Da Bir Ali ad Aden

Mi godo la spiaggia immacolata. Cerco di scalare la montagna nera per vedere il panorama dall'alto, ma oltre una certa altezza è impossibile progredire da questo lato. Ciò nonostante già da qui la vista è splendida e le acque chiare sotto invitano a scendere e approfittare di loro. Così faccio e mi beo nella tranquillità del posto, galleggiando pigramente nel tiepido mare.

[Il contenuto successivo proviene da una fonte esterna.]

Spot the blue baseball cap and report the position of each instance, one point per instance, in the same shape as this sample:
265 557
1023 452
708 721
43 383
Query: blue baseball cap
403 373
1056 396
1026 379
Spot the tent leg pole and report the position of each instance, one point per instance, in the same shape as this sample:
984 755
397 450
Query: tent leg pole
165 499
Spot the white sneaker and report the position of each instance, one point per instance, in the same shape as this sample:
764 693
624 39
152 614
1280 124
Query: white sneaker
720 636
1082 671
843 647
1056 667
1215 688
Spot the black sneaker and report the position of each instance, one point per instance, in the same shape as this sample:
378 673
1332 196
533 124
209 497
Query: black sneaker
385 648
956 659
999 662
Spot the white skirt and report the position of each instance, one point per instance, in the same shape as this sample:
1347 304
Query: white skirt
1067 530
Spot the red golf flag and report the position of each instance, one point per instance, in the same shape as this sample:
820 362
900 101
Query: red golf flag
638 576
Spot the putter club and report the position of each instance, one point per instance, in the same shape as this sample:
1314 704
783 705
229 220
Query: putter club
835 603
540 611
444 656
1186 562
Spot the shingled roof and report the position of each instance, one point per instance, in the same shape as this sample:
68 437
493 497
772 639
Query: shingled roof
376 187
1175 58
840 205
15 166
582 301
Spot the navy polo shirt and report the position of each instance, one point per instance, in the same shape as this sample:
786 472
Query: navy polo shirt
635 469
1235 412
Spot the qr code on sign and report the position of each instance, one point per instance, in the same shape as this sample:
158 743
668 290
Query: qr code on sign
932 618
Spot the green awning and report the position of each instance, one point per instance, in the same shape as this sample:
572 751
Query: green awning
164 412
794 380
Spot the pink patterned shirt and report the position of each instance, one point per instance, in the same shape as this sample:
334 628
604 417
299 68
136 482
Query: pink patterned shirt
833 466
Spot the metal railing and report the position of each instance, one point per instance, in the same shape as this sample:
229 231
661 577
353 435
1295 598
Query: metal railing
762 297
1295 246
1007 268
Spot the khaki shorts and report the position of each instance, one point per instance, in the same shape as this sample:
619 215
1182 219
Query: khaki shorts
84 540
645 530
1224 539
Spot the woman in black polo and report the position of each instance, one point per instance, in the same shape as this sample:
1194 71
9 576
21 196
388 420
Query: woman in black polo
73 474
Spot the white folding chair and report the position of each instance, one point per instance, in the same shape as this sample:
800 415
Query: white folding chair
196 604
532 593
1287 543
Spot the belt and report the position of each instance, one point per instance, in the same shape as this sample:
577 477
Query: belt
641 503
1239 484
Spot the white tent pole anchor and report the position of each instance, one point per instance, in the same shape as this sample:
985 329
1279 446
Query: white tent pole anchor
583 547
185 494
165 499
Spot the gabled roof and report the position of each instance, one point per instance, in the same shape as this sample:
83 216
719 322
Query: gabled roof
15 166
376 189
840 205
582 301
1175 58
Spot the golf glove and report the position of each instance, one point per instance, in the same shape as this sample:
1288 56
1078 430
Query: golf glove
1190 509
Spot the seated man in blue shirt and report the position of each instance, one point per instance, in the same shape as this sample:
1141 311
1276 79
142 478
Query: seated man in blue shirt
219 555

A mezza mattina lascio l'accampamento e vorrei avviarmi a piedi verso il villaggio, ma mi trattengono dicendo che mi porteranno a Bir Ali in auto. Passa mezz'ora, e capisco che non si muove nessuno. Se ci sarà un'auto dovrò comunque pagarla come un taxi, quindi mi alzo dicendo che me ne sarei dovuto andare via da subito. Cercano di dissuadermi dalla finestra, ma proseguo pensando che se non si hanno le idee chiare nel mondo arabo, si perde la trebisonda. In tre quarti d'ora raggiungo il posto di polizia di ieri, dove mi dicono che effettivamente c'è un bus alle 13.30 per Aden, cosa che sorprendentemente nessuno sapeva al campeggio. Ho addirittura il tempo per mangiare.

Ordino riso e pollo che mangio seduto sulla stuoia circolare per terra, portando il cibo alla bocca con le mani. Mi sento un po' maleducato, ma qui è il modo normale. Non penso nemmeno di chiedere le posate, che probabilmente non hanno nemmeno. Inoltre ho imparato a soppesare i grani di riso per compattarli prima di metterli in bocca e quasi mi diverto. Arriva il bus, contratto la tariffa che l'autista si intascherà come guadagno extra e parto. Ci sono anche tre coreani a bordo che lavorano in un impianto di gas in costruzione sulla costa.

Rocce nere tormentate cospargono i pendii del rilievo fino alla costa, segno evidente dell'origine vulcanica. In un tratto, tracce di veicoli e ruspe che hanno rimosso questo rivestimento sembrano come ferite nel manto della terra inviolato e primordiale. Segue un'infinita distesa di sabbia cosparsa da montagnette con ciuffi di erba secca quasi per scherzo, e la prospettiva dal mezzo che corre fa sembrare queste cunette roteare tutt'intorno e rincorrersi in un pazzo girotondo sullo sfondo di una striscia di mare azzurro.

Lasciamo la costa e ci spingiamo lungo una strada stretta verso le montagne. Presto sarà inaugurata una nuova strada per Aden che segue la costa, ma per ora dobbiamo allungare ed entrare in vicinanza di Shabwa. Il paesaggio montuoso impervio è fatto di enormi torrioni di roccia, baluardi sostenuti da fianchi di detriti, scogliere verticali che si sgretolano. È in queste regioni aspre che si sono verificati dei rapimenti in passato, triste nomea di questo territorio tribale ribelle.

Entriamo nel governatorato di Abian e siamo scortati da una camionetta della polizia con uomini armati che ci precede. Nel pulman c'è un ufficiale di polizia nervoso che inveisce contro i coreani, la cui presenza a bordo del mezzo ha richiesto il suo intervento. Io non intendo: sembra che le scorte vengano organizzate solo per i coreani, e gli altri stranieri come me? Ma è come se non esistessi, sono in incognito. A tutti i posti di controllo, l'autista dichiara di avere a bordo come stranieri solo i tre asiatici. Poi capisco il perché: sento che qualcuno, parlando di me, dice che devo essere egiziano; un altro lo contraddice, dice che sono giordano finché io affermo la verità: sono italiano! Ma nonostante ciò, ai posti di controllo continuano a esistere solo i coreani...

La strada si inerpica a curve su per le cime, poi scende verso Aden. Poco prima di arrivare in città contatto Sarah, un'amica di Géraldine. Mi dice molto gentilmente che mi aspetta a casa sua e viene a prendermi davanti alla sede della polizia di Aden. Mi fa piacere trovare un'amicizia in questo paese, per interrompere un po' lo schema delle giornate in solitaria. Inoltre mi dice che ha studiato a Napoli e in effetti parla anche un buon italiano. Abita in una tranquilla villetta, enorme per una sola persona e mi dà una bella camera con aria condizionata, un vero lusso.